Just three days before, I had preoccupied myself with worries that his symptoms had returned in full force. You see, my son has autism and for the most part, he copes very well. Granted, his is mildly affected and has made such tremendous strides that if you were to meet him you might think I had lost my mind to insinuate that he has autism.
In fact, I've had many a person look right at me and swear that he has been misdiagnosed. These people were not around when he rocked in a corner for six months straight.
Rest assured he still carries his diagnosis and his father and I still notice things that are lost on most everyone else. For example, last week I noticed that when I picked him up from camp every day he was running around the playground pretending to be a dinosaur. For him, this kind of repetetive play is his kind of stimming. This is a behavior done to self-soothe when things get a little too much to handle.
That in itself doesn't sound like a big deal but when he gets into that mode it's like the whole world shuts off. Again, doesn't sound like much. But what if I told you that one day my son was a normal little boy playing pretend and the next day he had fallen so deep into that pit of make believe that I didn't see him or speak to him for nearly two years?

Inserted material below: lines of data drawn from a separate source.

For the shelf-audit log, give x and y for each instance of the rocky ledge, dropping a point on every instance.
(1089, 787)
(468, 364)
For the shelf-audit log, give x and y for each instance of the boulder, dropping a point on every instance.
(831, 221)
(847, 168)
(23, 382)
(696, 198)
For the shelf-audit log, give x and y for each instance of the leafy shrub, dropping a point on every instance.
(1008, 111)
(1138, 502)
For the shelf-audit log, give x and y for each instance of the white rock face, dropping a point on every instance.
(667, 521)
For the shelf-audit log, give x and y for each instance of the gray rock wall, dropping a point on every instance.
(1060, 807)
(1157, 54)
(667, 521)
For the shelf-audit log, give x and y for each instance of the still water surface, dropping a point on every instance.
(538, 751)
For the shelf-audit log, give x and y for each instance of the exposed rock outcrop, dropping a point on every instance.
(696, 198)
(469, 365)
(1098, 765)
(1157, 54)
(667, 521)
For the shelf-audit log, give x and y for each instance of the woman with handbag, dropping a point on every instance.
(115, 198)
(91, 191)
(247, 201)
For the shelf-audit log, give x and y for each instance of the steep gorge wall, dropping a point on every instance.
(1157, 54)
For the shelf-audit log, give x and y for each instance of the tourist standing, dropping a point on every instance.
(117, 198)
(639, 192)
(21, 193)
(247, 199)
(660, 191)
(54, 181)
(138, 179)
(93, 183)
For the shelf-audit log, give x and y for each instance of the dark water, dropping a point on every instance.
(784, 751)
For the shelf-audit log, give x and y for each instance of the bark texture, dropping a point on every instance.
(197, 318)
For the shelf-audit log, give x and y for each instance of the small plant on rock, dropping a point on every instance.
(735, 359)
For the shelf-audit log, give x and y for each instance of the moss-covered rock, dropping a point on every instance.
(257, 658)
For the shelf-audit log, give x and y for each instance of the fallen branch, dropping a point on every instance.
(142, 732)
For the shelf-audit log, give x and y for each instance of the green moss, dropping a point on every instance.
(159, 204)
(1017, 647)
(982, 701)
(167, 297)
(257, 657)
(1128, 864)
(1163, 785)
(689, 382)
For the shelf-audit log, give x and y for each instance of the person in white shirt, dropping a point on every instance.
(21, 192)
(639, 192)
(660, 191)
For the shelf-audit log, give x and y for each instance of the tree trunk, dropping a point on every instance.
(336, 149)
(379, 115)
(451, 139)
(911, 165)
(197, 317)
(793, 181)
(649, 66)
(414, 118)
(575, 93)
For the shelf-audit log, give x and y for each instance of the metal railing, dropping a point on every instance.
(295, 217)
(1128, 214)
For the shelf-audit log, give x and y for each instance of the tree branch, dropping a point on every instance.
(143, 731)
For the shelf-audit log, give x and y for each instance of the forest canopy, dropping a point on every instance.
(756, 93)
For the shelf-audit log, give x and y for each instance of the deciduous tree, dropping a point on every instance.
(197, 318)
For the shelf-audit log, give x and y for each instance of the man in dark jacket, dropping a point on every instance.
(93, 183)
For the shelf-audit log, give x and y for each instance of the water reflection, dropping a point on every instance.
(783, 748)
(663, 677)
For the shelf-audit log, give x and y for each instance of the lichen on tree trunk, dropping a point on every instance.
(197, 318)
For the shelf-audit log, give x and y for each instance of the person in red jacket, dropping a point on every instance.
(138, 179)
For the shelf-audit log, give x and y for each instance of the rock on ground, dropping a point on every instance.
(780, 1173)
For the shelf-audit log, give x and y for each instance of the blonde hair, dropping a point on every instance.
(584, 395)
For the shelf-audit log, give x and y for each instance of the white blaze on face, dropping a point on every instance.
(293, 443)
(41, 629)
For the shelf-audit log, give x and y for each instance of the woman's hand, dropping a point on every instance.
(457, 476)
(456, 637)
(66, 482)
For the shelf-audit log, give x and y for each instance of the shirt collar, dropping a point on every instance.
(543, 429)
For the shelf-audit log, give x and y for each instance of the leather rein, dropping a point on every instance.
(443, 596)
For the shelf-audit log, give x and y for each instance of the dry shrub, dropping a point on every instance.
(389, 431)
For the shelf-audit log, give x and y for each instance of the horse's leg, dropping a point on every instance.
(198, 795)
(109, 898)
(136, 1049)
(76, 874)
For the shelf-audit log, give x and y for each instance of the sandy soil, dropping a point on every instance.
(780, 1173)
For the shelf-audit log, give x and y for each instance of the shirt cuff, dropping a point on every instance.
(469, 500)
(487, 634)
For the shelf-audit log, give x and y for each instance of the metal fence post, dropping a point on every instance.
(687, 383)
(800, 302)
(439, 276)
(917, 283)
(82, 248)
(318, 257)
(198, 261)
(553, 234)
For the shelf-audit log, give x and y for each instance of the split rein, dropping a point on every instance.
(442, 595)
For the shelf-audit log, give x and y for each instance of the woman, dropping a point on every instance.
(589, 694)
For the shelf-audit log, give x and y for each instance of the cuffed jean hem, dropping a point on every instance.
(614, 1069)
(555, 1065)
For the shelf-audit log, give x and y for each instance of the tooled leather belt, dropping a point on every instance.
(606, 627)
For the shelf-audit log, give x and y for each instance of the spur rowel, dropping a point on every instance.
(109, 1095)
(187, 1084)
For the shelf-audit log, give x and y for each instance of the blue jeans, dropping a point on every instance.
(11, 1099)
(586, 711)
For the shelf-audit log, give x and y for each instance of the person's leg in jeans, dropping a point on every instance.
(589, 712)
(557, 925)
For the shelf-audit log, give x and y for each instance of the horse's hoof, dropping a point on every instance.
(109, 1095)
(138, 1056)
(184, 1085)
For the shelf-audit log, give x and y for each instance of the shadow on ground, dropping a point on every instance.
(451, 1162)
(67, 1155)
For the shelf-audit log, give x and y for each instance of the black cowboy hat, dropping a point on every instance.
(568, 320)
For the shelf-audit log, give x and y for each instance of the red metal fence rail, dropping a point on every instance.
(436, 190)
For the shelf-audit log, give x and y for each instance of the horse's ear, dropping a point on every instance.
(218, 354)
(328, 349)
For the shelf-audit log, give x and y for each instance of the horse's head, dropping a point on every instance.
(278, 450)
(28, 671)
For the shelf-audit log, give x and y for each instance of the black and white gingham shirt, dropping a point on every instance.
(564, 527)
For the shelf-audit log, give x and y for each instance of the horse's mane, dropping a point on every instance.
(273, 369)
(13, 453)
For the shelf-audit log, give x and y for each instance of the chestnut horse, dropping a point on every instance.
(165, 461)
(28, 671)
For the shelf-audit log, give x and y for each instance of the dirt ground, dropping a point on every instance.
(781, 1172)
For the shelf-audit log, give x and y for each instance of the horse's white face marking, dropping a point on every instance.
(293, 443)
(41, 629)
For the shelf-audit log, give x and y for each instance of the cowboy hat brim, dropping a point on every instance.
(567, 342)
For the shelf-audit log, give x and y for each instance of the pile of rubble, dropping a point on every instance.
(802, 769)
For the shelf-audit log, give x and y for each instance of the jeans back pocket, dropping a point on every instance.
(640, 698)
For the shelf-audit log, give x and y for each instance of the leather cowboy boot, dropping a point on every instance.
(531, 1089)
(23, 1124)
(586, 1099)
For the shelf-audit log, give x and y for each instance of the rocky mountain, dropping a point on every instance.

It took him that long to come out of the haze and it took us that long to reach him. So, I do tend to get a little worried when he dives head first into fantasy. When he does this at home, I often test him with questions or interaction to make sure he's still there, still with us.
He hasn't given me any real reason to worry but I'm his mother and I can't help it. I called a friend of mine who specializes in teaching children with autism and she assured me that he's fine. So long as his pretend play doesn't interfere with his ability to interact with others and doesn't affect his quality of life, he's probably fine.
She's right. He's probably fine. In fact, I know he's fine. He's doing great and so great, in fact, that I keep waiting for the bubble to burst. I have faith that my boy is headed in the right direction and we're doing everything we need to do to keep him on the right track but that doesn't always soothe my fears.
But I tell you, seeing him run and play and be "normal" — whatever that is — is exactly what I needed to remind myself that for today, he is perfectly fine.  Austism will always be a part of our lives but today was a really good day.